Although the idea of DACA always has been popular with a small majority of Americans, it was increasingly marketed under a false premise (i.e.: beneficiaries were described as “little children brought in illegally by their parents at an early age,” whereas the real definition is “anyone who came into the United States before the age of 16” – a very different image). DACA soon became completely politicized. By 2013 it had become an open bait and switch in the never-ending duel by Democrats to pass ever-larger totally opaque comprehensive immigration reform bills; while Republicans dug in their heels to pass immigration reform only in small pieces. DACA and its corollary, the never-passed DREAM Act (that would legalize some 4-8 million unauthorized migrants who came into the U.S. before the age of 18) got caught in the middle.
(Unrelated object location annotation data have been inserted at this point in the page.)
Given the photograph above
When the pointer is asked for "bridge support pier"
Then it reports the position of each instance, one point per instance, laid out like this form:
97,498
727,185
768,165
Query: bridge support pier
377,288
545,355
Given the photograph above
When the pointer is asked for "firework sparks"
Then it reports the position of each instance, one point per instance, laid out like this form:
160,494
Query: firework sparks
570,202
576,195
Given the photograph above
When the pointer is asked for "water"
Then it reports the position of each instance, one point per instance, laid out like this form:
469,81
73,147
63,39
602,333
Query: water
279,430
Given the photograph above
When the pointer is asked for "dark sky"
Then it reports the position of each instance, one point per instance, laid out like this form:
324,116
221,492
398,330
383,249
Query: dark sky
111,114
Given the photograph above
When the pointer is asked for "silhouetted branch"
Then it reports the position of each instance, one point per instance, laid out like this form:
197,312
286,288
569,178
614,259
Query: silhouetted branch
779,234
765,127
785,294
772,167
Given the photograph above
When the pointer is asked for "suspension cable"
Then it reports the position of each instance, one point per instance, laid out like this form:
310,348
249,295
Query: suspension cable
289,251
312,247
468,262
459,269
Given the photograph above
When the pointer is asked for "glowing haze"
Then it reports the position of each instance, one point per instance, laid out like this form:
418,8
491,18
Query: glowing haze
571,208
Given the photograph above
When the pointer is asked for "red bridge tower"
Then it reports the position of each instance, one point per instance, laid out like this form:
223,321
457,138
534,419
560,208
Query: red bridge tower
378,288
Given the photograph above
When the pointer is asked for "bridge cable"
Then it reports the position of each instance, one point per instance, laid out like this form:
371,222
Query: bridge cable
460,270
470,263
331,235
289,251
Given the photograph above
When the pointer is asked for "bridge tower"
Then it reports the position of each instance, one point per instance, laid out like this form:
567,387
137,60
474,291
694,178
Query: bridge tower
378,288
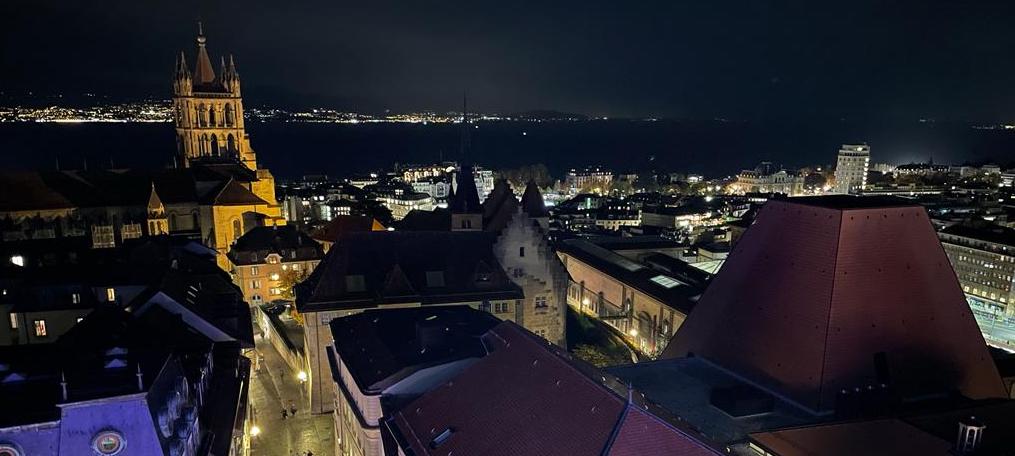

DACA is now likely headed to the Supreme Court to determine its constitutionality. A positive ruling is  increasingly unlikely. In May 2021, SCOTUS ruled that thousands of legal temporary permit holders (H1Bs, etc.) who came into the country illegally, could not constitutionally be legalized by Congress under current immigration laws. DACA recipients could fall under the same category.  The ruling could impact the hundreds of universities and colleges that have been designated or are trying to become Hispanic Serving Institutions. Hispanic DACA recipients and DREAMERs are often recruited to fill the HSI 25% undergraduate requirement.

Immigration will be a prominent issue in the 2022 election battles to control Congress and the Senate, and probably in the 2024 presidential election as well. DACA is the tip of the iceberg. But the uncontrolled surge of tens of thousands of people, mainly teenagers, crossing the southern border illegally since January, is changing Americans’ tolerance for young undocumented immigrants.